L’obligation de clarifier de l’art. 6 LBA a pour but d’assurer, d’une part, une gestion des risques adéquate et, d’autre part, le respect par les intermédiaires financiers de leur obligation de communiquer, mais pas d’exiger de l’intermédiaire financier qu’il guide ensuite l’autorité de poursuite pénale dans l’analyse des documents remis. Ce d’autant plus que les contraintes de temps de la communication et de la procédure pénale sont fondamentalement différentes. Lorsque l’autorité pénale reçoit sur la base de son ordonnance l’ensemble des documents demandés, qu’il n’y a pas d’autre relation d’affaires concernée et que la période concernée est entièrement couverte, il faut considérer qu’il n’y a plus d’obligation de communiquer même si l’autorité pénale n’a pas encore identifié l’ensemble des éléments de soupçon.
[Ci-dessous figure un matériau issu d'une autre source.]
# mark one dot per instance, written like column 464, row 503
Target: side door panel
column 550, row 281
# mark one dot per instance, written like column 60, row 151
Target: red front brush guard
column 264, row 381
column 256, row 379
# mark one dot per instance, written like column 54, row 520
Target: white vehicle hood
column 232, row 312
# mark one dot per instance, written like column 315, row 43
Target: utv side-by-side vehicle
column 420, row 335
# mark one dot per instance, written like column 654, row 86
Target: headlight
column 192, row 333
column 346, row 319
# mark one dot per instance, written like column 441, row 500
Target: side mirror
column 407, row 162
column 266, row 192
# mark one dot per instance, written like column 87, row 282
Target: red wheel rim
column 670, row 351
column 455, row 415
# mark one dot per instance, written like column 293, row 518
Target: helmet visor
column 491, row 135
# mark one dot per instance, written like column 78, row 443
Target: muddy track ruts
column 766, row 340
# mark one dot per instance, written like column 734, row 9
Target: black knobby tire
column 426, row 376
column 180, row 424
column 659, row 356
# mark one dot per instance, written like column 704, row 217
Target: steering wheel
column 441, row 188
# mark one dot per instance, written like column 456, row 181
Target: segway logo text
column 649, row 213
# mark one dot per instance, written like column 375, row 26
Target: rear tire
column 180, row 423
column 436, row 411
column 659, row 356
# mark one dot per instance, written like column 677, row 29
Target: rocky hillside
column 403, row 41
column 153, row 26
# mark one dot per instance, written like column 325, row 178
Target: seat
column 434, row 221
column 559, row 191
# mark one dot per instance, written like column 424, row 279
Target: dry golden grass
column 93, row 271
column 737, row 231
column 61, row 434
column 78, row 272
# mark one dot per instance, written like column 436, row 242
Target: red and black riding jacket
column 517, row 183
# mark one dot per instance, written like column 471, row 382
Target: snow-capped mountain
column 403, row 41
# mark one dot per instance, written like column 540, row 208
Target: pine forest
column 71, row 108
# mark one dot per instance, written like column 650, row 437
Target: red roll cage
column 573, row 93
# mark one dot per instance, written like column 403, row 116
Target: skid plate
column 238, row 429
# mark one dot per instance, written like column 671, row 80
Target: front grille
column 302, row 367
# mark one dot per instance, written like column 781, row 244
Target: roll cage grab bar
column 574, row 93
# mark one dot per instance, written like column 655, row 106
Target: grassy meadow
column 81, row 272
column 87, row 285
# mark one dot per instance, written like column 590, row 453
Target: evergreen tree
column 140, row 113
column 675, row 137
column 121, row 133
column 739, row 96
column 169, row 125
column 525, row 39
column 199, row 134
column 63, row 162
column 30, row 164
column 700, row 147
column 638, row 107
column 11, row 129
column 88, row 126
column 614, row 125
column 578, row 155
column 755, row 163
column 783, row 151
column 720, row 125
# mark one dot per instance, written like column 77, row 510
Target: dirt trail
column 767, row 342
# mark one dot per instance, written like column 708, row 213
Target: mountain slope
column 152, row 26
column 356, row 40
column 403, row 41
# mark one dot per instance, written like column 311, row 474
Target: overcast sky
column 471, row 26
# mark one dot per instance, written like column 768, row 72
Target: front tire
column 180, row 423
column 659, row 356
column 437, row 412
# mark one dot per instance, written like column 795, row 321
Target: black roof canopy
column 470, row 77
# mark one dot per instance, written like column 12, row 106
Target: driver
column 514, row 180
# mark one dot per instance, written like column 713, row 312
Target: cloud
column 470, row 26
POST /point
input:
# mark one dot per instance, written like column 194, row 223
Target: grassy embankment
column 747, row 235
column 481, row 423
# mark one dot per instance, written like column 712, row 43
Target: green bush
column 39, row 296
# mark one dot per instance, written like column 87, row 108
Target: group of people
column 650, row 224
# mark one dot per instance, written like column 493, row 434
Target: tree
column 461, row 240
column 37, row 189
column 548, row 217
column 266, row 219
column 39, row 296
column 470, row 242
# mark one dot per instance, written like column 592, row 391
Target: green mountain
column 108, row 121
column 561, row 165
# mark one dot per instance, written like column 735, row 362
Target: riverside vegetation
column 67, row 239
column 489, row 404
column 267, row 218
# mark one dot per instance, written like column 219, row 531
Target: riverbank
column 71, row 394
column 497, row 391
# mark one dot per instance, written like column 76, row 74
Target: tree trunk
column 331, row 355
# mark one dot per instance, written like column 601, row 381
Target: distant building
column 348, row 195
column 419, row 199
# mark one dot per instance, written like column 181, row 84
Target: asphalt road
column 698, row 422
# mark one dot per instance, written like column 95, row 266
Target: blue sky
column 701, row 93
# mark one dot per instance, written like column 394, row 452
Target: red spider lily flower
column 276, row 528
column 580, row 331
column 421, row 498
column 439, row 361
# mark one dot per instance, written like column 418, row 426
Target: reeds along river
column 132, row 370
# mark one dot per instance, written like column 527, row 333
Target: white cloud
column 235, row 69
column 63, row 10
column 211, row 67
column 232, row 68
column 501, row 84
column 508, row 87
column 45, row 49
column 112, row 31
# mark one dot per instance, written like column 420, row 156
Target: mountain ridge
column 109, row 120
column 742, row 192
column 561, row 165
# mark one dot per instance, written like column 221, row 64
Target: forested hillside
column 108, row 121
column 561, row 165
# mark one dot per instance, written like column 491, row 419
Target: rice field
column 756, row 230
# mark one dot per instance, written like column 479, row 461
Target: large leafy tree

Compte tenu des conséquences prudentielles pour les intermédiaires financiers et de droit pénal administratif pour leurs collaborateurs, on ne saurait étendre la portée de l’obligation de communiquer de façon exagérée, attribuant aux intermédiaires financiers une responsabilité qui relève des autorités.

Perspective

Les difficultés pointées par le MROS doivent être prises en compte, car toute faiblesse dans le dispositif anti-blanchiment est néfaste pour la place financière suisse. Toutefois, notamment dans la perspective d’un possible partenariat public-privé évoqué par le MROS, il est indispensable de (re)définir les compétences de l’ensemble des partenaires. Ceci ne peut pas se résoudre par une forme d’outsourcing matériel encore plus étendu au secteur privé, que cela soit en termes de ressources ou de responsabilités.